Die Diva Ettmayer. Der Ball, besser der gehobene Umgang mit dem Ball, das Flair eines vollen Stadions und die Sprüche hinterher - das war seine Aura. Und als Maß aller fußballerischen Dinge für den Virtuosen erst mal Johannes Ettmayer aus Wien. Den weitaus größeren und für ihn und seine Anschauung bedrohlichen Rest der Fußballwelt siedelte der dreißigmalige österreichische Nationalspieler im Bereich der Kraftmeier, Leichtathleten und Zehnkämpfer an. Sein ganzes Leben lang hat er sich mit diesen Typen angelegt. Oft gewann er, genauso oft wurde er fertiggemacht. Auch Buffys Zeit beim VfB war Auf und Ab. Das Halbfinale im UEFA-Cup gehörte ebenso dazu wie der Bundesliga-Abstieg.

Über Buffy ließ sich glänzend streiten. Mal beschimpften sie den kleinen dicken Österreicher als Fettmayer, dann hätten sie ihm am liebsten ein Denkmal vors Neckarstadion gesetzt. Wie an jenem 23. Oktober 1974, Hermann Eppenhoffs Geburtstag und einem 6:1 über den Deutschen Meister Borussia Mönchengladbach.

Buffy weiß es noch wie heute: "Beim 5: 1 hab' ich erst dem Berti Vogts durch die Schnürsenkel gespielt, dann hab' ich noch drei Gladbacher vernascht und zum Schluss noch den Kleff. Beim sechsten Tor hab' ich die Kugel so volley getroffen, da hat sogar der Kleff applaudiert."

Solche Sternstunden entschädigten Buffy Ettmayer für all das, was ihm durch die Lappen gegangen ist. Hätte er wie ein normaler, ernährungsbewusster, stromlinienförmiger moderner Profi gelebt, Buffy stünde auf einer Stufe kurz hinter Pelé

Doch Buffy stand zu seinem Stil. Dem ist er bis heute treu geblieben. Das Original Ettmayer, die erste gelungene Kreuzung aus Wiener Schmäh und schwäbischem Bruddler.
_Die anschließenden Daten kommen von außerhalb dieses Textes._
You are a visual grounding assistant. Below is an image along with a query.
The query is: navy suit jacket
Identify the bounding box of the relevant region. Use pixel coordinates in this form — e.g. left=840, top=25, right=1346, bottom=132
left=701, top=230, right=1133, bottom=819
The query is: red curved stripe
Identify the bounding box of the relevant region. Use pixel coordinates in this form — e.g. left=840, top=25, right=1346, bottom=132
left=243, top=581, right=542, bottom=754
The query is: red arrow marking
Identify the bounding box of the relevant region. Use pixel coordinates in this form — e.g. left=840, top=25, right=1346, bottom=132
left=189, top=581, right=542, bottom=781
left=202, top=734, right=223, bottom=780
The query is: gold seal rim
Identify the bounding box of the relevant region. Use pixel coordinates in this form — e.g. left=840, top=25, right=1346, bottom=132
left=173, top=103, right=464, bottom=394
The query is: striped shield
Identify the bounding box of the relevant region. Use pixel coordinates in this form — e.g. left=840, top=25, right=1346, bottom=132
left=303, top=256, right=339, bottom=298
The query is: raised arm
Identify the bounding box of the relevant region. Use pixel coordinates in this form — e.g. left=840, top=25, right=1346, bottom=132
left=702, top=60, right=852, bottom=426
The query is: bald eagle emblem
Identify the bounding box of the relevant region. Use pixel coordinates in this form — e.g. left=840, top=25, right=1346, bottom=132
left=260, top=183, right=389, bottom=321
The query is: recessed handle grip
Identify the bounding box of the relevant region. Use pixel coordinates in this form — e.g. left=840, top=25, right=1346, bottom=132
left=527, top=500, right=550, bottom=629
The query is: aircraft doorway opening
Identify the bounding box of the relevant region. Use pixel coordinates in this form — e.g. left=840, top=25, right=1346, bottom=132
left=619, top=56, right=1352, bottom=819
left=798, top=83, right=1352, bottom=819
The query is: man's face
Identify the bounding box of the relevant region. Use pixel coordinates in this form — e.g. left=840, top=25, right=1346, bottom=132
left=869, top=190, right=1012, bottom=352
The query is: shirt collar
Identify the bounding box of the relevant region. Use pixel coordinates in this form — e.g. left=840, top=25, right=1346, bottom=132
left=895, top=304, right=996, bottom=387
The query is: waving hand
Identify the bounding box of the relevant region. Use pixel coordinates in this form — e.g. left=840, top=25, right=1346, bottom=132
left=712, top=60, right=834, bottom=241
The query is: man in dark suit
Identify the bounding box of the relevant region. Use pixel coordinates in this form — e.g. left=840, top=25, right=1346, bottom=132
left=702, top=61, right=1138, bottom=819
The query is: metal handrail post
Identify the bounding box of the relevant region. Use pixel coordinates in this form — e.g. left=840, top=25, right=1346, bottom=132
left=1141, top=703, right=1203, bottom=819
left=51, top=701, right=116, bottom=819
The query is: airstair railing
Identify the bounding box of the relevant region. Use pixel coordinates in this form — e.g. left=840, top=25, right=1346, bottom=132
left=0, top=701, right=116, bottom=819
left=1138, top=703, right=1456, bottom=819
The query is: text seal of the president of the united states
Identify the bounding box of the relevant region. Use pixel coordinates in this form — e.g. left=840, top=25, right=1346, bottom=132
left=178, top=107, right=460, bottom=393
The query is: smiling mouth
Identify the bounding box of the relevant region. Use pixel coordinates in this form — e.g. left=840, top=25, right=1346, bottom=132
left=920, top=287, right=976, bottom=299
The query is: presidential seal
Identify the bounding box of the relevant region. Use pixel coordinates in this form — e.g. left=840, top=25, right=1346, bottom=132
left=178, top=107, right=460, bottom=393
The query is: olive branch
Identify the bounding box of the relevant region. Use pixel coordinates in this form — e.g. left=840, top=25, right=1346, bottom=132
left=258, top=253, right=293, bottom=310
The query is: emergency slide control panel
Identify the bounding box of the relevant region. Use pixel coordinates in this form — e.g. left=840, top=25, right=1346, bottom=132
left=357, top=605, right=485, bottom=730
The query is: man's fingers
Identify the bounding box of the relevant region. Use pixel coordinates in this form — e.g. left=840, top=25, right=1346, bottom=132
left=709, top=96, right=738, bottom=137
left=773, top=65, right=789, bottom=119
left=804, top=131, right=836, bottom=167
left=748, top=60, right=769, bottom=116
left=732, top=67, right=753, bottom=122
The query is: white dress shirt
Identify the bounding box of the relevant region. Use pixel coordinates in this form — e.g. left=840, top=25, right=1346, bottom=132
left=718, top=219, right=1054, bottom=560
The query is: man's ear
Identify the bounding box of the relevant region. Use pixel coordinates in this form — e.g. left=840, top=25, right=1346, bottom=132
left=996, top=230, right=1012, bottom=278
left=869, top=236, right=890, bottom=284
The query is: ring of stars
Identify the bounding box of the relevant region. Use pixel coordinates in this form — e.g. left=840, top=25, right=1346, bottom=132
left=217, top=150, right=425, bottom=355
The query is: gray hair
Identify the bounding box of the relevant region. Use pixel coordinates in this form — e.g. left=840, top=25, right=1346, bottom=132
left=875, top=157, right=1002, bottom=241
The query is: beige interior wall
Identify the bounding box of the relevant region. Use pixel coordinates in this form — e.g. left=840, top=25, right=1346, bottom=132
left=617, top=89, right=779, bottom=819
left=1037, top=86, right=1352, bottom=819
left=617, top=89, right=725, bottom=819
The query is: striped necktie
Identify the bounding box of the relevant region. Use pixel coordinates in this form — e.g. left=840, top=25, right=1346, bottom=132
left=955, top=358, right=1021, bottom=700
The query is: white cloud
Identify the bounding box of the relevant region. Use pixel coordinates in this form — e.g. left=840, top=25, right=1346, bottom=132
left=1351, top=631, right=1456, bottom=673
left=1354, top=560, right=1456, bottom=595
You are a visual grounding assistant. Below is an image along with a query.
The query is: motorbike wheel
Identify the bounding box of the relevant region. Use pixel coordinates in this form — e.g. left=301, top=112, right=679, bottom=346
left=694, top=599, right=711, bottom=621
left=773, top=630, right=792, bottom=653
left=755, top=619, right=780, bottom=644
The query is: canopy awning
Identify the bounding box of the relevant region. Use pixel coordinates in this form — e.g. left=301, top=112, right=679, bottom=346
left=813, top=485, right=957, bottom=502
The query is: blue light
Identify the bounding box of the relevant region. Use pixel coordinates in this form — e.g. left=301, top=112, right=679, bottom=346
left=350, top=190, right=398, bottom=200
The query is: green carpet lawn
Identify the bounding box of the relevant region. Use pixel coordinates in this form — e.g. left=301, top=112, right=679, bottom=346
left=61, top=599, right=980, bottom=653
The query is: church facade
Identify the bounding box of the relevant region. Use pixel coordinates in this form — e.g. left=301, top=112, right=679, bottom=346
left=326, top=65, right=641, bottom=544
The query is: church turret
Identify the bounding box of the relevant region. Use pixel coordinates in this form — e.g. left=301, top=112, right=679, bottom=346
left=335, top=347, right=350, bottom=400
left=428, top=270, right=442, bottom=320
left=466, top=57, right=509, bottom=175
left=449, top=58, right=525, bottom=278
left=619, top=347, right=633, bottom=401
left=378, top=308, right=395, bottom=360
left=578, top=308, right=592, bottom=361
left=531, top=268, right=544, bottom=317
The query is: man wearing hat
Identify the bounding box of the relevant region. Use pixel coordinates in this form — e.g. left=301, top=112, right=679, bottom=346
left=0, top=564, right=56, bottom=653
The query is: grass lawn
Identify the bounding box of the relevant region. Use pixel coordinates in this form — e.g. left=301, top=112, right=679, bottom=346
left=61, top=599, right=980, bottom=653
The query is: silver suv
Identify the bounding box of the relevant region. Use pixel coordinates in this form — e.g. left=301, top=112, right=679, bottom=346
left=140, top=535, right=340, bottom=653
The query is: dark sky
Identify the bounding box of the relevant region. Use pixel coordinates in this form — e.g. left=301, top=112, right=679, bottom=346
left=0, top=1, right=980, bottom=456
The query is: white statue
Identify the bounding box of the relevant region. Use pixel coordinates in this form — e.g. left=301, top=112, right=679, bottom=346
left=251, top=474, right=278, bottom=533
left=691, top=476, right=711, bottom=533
Nachtrag von glmuc aus dem VfB-Forum:

Albert sing fand den Buffmeyer zu dick und sagte zu ihm:
"Sie habe ich auch schon schlanker gesehen."
Darauf Buffy: "Dös muaß an Schmalfüim gwesn sein."
Die Höhe der Strafe weiß man nicht mehr mehr; man kann ja mal den Buffy fragen.